From then on, the histories of the two kingdoms ran in parallel, until in 722 BC the Assyrians conquered Samaria and deported the population of Israel, scattering them to all corners of their empire. It may help to frame this date in our temporal coordinates to remember that a few decades earlier, in 753 BC, the founding of Rome had taken place, and that at that time Homer was composing the Iliad and the Odyssey.
In the year 701 BC, in the time of King Hezekiah, the Assyrian troops laid siege to Jerusalem, although they did not manage to conquer it. These events are narrated in some detail by the prophet Isaiah, who witnessed the siege, and also in the books of Kings and Chronicles. But there is also a very detailed account of the same events in the Annals of Sennacherib, located in the royal archives of Nineveh.
Finally, it was the Babylonian troops who conquered Jerusalem on two successive occasions, in 597 and 587 BC, and organized the deportation of all the living forces of the city to the capital of their empire.
Almost fifty years later, the Persian king Cyrus II the Great, who had conquered Babylon around 540 BC, allowed Jewish deportees to return to their land if they wished, to rebuild the Temple of Jerusalem, which had been badly damaged in the Babylonian siege and had been without worship ever since. For about two centuries the entire territory of the ancient kingdom of Judah became a Persian province.

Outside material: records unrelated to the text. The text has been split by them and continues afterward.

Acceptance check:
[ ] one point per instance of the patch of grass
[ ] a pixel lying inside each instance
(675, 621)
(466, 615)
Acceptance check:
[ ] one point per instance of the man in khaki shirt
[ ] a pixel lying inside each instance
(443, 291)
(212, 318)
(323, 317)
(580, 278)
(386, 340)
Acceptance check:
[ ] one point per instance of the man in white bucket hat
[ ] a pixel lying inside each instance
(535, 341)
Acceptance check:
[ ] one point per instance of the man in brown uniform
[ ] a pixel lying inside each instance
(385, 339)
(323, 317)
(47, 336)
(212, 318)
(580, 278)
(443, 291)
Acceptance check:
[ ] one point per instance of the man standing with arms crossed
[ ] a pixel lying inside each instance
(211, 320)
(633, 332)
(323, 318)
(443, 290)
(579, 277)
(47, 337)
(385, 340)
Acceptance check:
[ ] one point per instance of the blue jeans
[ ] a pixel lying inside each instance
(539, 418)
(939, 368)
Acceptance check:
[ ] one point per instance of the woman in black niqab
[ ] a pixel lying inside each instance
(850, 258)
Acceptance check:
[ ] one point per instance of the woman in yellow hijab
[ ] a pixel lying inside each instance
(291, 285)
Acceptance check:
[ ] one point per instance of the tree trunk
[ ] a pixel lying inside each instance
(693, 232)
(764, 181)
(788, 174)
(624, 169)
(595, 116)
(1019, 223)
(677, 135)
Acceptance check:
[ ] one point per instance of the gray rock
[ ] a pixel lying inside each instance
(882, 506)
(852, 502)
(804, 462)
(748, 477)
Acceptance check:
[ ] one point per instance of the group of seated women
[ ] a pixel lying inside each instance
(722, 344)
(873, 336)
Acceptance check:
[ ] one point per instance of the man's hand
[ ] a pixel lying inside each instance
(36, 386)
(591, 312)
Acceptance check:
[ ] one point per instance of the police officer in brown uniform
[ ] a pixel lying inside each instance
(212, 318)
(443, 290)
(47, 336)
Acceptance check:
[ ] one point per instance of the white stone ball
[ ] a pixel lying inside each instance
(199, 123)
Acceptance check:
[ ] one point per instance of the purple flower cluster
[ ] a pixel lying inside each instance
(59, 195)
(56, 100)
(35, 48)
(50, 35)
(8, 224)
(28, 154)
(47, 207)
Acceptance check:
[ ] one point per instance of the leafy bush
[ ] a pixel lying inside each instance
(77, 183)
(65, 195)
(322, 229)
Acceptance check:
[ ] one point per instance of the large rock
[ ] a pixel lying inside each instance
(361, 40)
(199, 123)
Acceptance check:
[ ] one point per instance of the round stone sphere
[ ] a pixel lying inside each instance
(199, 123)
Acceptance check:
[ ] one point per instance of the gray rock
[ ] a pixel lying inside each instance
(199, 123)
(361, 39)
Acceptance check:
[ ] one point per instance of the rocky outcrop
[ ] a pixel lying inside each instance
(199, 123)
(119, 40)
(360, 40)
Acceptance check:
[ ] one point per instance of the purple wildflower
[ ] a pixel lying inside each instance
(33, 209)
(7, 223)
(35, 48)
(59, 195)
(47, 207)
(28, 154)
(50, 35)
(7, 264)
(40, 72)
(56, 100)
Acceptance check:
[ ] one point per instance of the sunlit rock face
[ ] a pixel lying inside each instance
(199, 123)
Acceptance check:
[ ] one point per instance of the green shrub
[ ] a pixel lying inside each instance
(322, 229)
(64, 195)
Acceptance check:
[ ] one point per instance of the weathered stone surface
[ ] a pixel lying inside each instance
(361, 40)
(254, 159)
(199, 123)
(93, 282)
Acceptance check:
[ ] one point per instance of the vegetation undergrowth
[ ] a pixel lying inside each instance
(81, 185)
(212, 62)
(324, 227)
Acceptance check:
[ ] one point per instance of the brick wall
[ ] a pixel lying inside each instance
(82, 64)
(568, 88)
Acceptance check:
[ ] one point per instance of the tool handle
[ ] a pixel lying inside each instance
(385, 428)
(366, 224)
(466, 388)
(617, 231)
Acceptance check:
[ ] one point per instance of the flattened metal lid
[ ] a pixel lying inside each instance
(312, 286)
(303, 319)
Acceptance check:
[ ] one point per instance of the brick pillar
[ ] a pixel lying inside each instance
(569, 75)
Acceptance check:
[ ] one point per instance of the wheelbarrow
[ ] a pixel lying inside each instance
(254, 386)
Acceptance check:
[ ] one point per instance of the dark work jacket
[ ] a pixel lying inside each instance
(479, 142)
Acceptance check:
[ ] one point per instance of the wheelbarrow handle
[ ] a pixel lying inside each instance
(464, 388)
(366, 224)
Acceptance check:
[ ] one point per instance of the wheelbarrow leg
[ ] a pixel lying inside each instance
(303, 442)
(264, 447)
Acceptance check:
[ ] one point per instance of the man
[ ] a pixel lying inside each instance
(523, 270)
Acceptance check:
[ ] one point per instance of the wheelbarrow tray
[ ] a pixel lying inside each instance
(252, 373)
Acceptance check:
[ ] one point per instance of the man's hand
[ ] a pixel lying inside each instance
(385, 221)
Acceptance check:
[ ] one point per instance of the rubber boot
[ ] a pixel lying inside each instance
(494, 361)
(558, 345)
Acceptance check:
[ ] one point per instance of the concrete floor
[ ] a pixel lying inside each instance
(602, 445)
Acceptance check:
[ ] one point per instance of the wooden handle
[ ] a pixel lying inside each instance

Meanwhile, in the rest of the world, Athens lived moments of splendor at the time of Pericles, and later on, also in the Greek world, philosophers such as Socrates, Plato and Aristotle developed their activity.
From the campaign of Alexander the Great throughout the Near East, between 336 and 323 BC, the influence of Hellenistic culture was increasingly intense. In the first period, Judah was controlled from Alexandria, the capital of Hellenistic Egypt. From 200 BC onwards, it was the Seleucid kings of Syria who imposed their bloody rule, which ended with the insurrection of the Maccabees and the establishment of a monarchy of their own, the Hasmoneans, who ruled from 167 BC onwards.
Finally, in 63 BC, the Roman general Pompey conquered Jerusalem and imposed the domination of Rome over all of Palestine. In the meantime, in Rome, shone figures such as Cicero and Julius Caesar.
Under Roman rule, a few decades later, while Octavian Augustus was Emperor of Rome, Jesus was born in Bethlehem. At that moment in history, as St. Paul says, “when the fullness of time had come, God sent forth his Son, born of a woman, born under the Law, to redeem those who were under the Law, that we might receive the adoption of sons” (Gal 4:4-5).